Acara kemudian berlanjut dengan penampilan warga dari berbagai kalangan. Ibu-ibu Padukuhan Semak menampilkan senam Banjarasri dengan gerakan kompak dan enerjik. Suasana semakin meriah ketika bapak-bapak Padukuhan Semak yang tergabung dalam Semak Choir tampil membawakan lagu perjuangan dengan lantang.

Dari kalangan mahasiswa, Muhammad Salman Alfarisy, anggota KKN Nusantara di Padukuhan Semak, tampil membacakan puisi dengan penuh penghayatan. Ia mengungkapkan, “Malam ini saya akan membacakan satu kata yang dipatahkan menjadi beberapa, lalu dilipat menjadi beribu-ribu kata, kemudian puisi yang akan saya bacakan malam ini”

Tak berhenti di situ, Salman bersama Agung dan Rizqon juga menampilkan pembacaan puisi berantai yang membuat suasana semakin reflektif.

Sebagai penutup, warga dan mahasiswa KKN Nusantara duduk bersama menikmati hidangan yang telah disiapkan. Suasana penuh canda dan tawa mengiringi makan bersama itu.

Salah satu mahasiswa Prodi HES Fak. Syariah UIN Mataram yang terlibat dalam KKN Nusantatara di Padukuhan Semak, Utari Nurul Ivti, menuturkan, “Makan bersama ini sederhana, tapi rasanya hangat sekali. Kami merasa diterima seperti keluarga di Padukuhan Semak.”

Dalam kesempatan itu, Dukuh Semak, Markus Nersa Fitriyanto, memberikan sambutan penutup. Ia menyampaikan rasa syukurnya atas suksesnya acara tirakatan. “Saya bangga melihat warga Semak bisa bergotong royong bersama mahasiswa KKN. Semoga semangat kebersamaan ini terus kita jaga, bukan hanya saat 17 Agustus, tetapi juga dalam kehidupan sehari-hari,” ucapnya.

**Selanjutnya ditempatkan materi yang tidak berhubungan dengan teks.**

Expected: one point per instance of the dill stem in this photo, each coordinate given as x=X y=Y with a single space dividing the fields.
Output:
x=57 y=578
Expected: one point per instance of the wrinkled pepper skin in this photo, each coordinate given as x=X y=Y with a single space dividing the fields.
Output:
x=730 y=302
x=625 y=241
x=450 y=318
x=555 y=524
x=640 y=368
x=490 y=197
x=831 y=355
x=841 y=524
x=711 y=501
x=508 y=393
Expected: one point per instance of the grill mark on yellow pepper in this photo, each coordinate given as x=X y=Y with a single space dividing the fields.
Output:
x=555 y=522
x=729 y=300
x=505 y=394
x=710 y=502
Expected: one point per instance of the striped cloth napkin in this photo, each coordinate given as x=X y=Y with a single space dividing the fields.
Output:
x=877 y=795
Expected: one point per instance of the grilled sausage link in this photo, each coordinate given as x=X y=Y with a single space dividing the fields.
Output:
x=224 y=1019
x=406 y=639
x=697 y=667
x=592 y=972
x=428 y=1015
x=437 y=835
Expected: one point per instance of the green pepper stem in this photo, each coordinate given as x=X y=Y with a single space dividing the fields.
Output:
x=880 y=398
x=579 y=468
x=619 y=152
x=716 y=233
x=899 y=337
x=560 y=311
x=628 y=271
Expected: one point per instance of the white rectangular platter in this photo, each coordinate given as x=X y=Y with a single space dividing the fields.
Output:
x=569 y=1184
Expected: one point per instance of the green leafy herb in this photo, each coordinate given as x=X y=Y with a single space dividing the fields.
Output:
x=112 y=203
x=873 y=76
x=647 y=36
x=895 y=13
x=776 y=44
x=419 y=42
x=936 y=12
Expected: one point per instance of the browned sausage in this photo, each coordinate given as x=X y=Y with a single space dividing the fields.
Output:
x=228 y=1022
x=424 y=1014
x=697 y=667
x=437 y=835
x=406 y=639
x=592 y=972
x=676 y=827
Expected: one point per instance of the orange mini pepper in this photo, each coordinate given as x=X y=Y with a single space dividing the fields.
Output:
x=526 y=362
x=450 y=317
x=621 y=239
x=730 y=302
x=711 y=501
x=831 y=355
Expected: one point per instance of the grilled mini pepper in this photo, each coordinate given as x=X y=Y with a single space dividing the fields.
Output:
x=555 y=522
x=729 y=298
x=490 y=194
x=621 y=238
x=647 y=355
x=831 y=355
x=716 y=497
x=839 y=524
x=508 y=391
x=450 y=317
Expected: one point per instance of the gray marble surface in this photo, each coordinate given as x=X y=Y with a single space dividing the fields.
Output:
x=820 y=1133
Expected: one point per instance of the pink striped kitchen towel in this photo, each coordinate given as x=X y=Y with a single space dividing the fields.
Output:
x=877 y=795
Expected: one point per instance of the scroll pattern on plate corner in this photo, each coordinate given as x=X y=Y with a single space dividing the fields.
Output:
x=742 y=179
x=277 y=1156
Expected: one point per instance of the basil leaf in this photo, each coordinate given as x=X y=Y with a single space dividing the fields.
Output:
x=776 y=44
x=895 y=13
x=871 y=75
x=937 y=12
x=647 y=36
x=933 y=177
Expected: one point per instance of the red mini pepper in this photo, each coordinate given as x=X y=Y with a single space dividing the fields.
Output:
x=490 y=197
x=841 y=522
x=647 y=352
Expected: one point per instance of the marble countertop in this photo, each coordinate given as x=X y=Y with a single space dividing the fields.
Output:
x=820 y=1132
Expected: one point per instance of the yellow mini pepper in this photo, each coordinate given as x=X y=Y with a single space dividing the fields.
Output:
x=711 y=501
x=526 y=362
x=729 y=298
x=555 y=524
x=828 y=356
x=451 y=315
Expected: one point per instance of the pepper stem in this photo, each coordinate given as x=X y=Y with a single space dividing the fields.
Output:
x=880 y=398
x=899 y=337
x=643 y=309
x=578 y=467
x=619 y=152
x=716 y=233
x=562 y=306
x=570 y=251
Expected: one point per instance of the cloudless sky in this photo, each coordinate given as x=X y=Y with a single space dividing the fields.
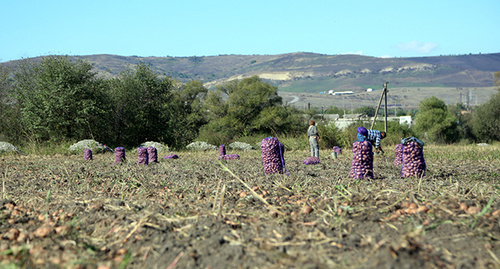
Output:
x=391 y=28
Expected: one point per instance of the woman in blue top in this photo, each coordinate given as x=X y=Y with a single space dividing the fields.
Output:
x=373 y=136
x=312 y=134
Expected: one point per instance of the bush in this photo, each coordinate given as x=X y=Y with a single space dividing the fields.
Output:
x=201 y=146
x=93 y=145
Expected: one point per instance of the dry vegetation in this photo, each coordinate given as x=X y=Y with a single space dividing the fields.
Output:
x=194 y=212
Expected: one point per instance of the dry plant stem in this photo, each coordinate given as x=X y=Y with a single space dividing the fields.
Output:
x=221 y=203
x=172 y=265
x=397 y=202
x=139 y=224
x=248 y=187
x=217 y=191
x=3 y=182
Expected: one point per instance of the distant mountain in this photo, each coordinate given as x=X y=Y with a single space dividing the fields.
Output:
x=311 y=72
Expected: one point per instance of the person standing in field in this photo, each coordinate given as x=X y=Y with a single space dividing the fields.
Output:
x=312 y=134
x=373 y=136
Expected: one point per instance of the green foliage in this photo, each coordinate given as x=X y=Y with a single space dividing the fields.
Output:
x=366 y=110
x=251 y=107
x=334 y=110
x=58 y=98
x=434 y=122
x=486 y=120
x=10 y=126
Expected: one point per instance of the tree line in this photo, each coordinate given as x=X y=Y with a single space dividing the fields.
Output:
x=60 y=98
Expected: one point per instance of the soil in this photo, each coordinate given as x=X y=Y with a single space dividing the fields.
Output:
x=197 y=212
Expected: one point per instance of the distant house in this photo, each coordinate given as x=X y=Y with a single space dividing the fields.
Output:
x=332 y=92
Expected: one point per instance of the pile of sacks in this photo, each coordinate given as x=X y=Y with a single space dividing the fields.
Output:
x=413 y=158
x=398 y=154
x=362 y=160
x=272 y=155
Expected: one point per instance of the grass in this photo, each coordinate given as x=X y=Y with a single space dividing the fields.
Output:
x=144 y=216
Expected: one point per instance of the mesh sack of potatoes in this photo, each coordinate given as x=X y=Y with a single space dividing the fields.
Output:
x=362 y=160
x=398 y=154
x=413 y=160
x=272 y=155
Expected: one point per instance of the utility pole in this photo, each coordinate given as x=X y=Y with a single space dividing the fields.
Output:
x=384 y=93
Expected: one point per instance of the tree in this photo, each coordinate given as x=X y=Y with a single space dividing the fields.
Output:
x=245 y=107
x=434 y=122
x=140 y=107
x=366 y=110
x=187 y=102
x=58 y=98
x=486 y=120
x=10 y=126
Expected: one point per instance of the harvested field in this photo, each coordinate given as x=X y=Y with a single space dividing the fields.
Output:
x=197 y=212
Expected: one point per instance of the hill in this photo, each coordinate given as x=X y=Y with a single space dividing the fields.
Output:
x=310 y=72
x=301 y=76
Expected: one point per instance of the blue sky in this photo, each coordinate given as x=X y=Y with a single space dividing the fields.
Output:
x=206 y=28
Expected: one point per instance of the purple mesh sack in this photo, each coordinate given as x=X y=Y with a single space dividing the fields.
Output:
x=413 y=160
x=142 y=153
x=362 y=130
x=311 y=160
x=119 y=155
x=398 y=154
x=222 y=151
x=152 y=155
x=87 y=154
x=229 y=157
x=362 y=160
x=272 y=155
x=171 y=156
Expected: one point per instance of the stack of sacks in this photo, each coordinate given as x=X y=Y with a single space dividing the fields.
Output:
x=142 y=153
x=152 y=155
x=224 y=156
x=362 y=160
x=272 y=155
x=398 y=153
x=413 y=160
x=87 y=154
x=311 y=160
x=119 y=155
x=171 y=156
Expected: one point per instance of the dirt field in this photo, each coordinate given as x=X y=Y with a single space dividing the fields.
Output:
x=60 y=211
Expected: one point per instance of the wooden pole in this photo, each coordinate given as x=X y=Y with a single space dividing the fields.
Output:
x=379 y=103
x=385 y=108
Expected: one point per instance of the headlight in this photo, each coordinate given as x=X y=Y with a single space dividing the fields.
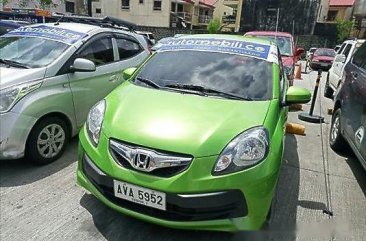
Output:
x=10 y=96
x=246 y=150
x=288 y=70
x=95 y=120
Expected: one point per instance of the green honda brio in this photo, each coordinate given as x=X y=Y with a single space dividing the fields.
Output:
x=194 y=139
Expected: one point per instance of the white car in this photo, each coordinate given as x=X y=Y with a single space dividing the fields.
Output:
x=52 y=74
x=335 y=73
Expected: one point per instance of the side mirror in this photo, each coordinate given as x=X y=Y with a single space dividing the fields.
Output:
x=127 y=73
x=297 y=95
x=340 y=58
x=299 y=51
x=82 y=65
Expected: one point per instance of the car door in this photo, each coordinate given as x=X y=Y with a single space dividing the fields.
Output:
x=355 y=105
x=90 y=87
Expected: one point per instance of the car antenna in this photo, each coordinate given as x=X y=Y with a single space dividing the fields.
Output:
x=278 y=14
x=58 y=21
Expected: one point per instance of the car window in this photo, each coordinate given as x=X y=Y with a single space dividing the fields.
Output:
x=359 y=58
x=234 y=74
x=347 y=50
x=100 y=51
x=127 y=48
x=30 y=51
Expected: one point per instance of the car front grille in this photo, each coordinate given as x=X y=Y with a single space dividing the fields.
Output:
x=166 y=171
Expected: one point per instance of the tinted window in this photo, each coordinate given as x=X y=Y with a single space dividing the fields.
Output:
x=100 y=51
x=347 y=50
x=325 y=52
x=32 y=52
x=360 y=56
x=239 y=75
x=127 y=48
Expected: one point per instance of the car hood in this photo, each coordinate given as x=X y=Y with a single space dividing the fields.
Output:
x=288 y=61
x=177 y=122
x=13 y=76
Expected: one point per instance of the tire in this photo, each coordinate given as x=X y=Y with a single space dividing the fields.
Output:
x=47 y=140
x=328 y=92
x=336 y=140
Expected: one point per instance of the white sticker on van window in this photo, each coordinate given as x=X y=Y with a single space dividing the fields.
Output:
x=54 y=33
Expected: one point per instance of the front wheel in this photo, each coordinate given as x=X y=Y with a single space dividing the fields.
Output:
x=47 y=140
x=336 y=140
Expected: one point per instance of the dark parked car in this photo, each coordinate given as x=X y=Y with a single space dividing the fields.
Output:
x=9 y=25
x=349 y=116
x=322 y=59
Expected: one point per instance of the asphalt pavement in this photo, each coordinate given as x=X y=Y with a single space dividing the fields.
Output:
x=321 y=196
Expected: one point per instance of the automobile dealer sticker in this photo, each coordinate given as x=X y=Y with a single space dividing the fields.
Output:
x=54 y=33
x=233 y=46
x=140 y=195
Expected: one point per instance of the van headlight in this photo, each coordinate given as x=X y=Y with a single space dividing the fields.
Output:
x=246 y=150
x=10 y=96
x=94 y=121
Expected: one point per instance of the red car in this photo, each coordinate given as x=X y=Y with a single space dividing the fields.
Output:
x=322 y=59
x=289 y=53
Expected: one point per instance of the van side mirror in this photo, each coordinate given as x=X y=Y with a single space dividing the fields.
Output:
x=297 y=95
x=82 y=65
x=340 y=58
x=127 y=73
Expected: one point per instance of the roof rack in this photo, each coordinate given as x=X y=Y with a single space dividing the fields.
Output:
x=109 y=22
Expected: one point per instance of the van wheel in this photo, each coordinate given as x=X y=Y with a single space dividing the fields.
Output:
x=328 y=92
x=47 y=141
x=336 y=140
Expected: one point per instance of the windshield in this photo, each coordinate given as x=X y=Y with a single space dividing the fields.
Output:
x=325 y=52
x=238 y=75
x=283 y=43
x=30 y=51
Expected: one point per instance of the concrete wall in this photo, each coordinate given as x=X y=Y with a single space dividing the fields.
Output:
x=141 y=14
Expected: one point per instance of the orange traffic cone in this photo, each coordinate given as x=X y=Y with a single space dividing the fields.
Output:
x=298 y=72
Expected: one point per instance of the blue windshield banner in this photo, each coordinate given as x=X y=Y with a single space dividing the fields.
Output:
x=218 y=45
x=54 y=33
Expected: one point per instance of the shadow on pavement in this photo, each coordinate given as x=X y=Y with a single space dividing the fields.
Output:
x=21 y=172
x=115 y=226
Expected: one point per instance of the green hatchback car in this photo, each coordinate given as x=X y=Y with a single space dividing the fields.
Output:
x=195 y=138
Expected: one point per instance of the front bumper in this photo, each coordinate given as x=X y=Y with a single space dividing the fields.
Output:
x=241 y=200
x=14 y=131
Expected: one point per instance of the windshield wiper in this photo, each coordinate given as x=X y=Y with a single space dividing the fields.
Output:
x=148 y=82
x=206 y=90
x=14 y=63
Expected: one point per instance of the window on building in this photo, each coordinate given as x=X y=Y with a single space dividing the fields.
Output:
x=125 y=4
x=100 y=51
x=157 y=5
x=127 y=48
x=69 y=6
x=332 y=15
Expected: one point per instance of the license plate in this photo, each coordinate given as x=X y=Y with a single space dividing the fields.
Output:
x=140 y=195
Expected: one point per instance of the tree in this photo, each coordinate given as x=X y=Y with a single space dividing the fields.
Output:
x=214 y=26
x=344 y=29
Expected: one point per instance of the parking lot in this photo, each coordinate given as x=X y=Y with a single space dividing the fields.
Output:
x=45 y=203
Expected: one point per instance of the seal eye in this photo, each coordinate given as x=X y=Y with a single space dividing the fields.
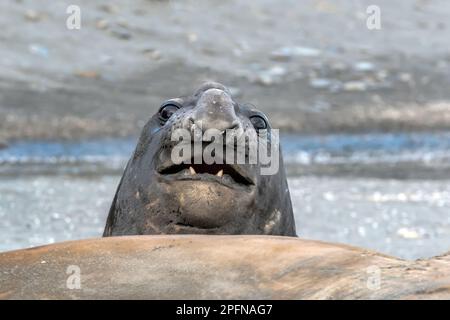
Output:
x=258 y=122
x=167 y=110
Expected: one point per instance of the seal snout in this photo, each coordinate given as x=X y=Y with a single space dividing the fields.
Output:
x=215 y=109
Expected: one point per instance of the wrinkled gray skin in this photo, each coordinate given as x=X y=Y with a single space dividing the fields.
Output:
x=148 y=201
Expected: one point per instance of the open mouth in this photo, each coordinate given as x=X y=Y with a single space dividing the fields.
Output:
x=223 y=173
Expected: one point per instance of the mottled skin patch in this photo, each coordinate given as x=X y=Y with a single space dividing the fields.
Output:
x=217 y=267
x=147 y=202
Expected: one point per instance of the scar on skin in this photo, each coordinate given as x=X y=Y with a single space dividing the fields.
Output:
x=273 y=220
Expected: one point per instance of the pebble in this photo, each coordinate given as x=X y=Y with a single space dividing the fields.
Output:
x=109 y=8
x=192 y=37
x=354 y=86
x=88 y=74
x=33 y=16
x=102 y=24
x=408 y=233
x=320 y=83
x=39 y=50
x=286 y=53
x=405 y=77
x=364 y=66
x=270 y=76
x=120 y=32
x=152 y=54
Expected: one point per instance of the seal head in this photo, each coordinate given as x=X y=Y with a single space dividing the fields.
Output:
x=158 y=195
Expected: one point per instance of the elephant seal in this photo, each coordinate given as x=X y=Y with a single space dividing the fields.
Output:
x=216 y=267
x=158 y=196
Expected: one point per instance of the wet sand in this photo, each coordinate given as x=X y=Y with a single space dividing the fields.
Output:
x=311 y=66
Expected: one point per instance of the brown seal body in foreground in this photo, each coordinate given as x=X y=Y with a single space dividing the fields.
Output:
x=216 y=267
x=158 y=196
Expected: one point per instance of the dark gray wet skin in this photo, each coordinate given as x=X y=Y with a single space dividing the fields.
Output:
x=156 y=196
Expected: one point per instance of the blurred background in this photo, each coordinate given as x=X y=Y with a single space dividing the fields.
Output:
x=364 y=114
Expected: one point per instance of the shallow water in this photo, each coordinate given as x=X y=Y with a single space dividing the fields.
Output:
x=51 y=191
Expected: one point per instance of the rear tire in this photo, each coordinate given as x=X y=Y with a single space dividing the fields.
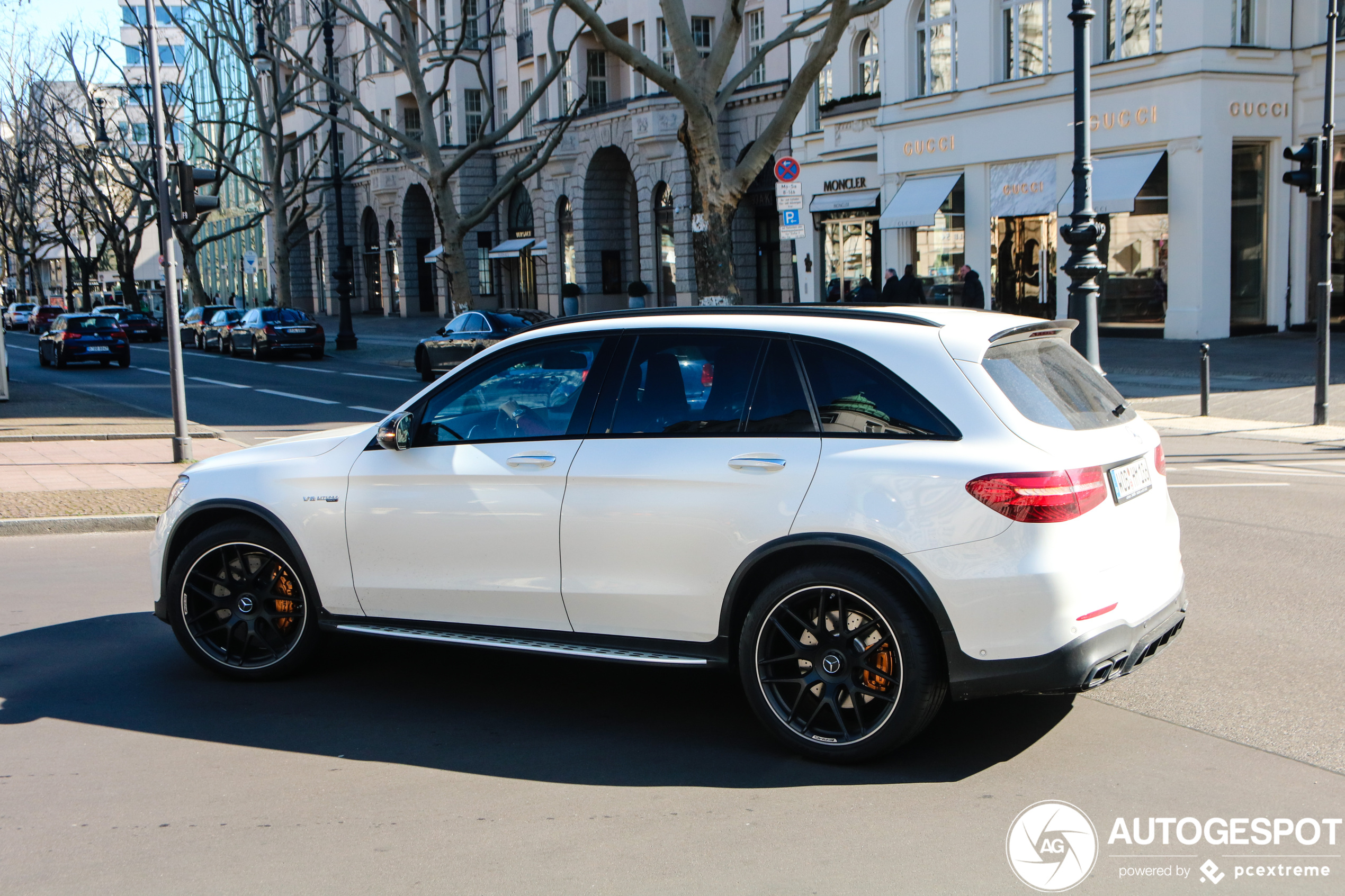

Malam tirakatan di Ex Tenun Mumbul, Padukuhan Semak pada 17 Agustus 2025 bukan hanya sekadar perayaan, melainkan sebuah peristiwa sosial yang sarat makna. Di balik tawa, tepuk tangan, dan keceriaan, tersimpan pesan bahwa kemerdekaan dirawat dengan kebersamaan, gotong royong, dan semangat persaudaraan.

Kebersamaan warga Semak bersama mahasiswa KKN Nusantara malam itu menjadi bukti bahwa semangat kemerdekaan akan selalu hidup sepanjang zaman, diteruskan dari generasi ke generasi.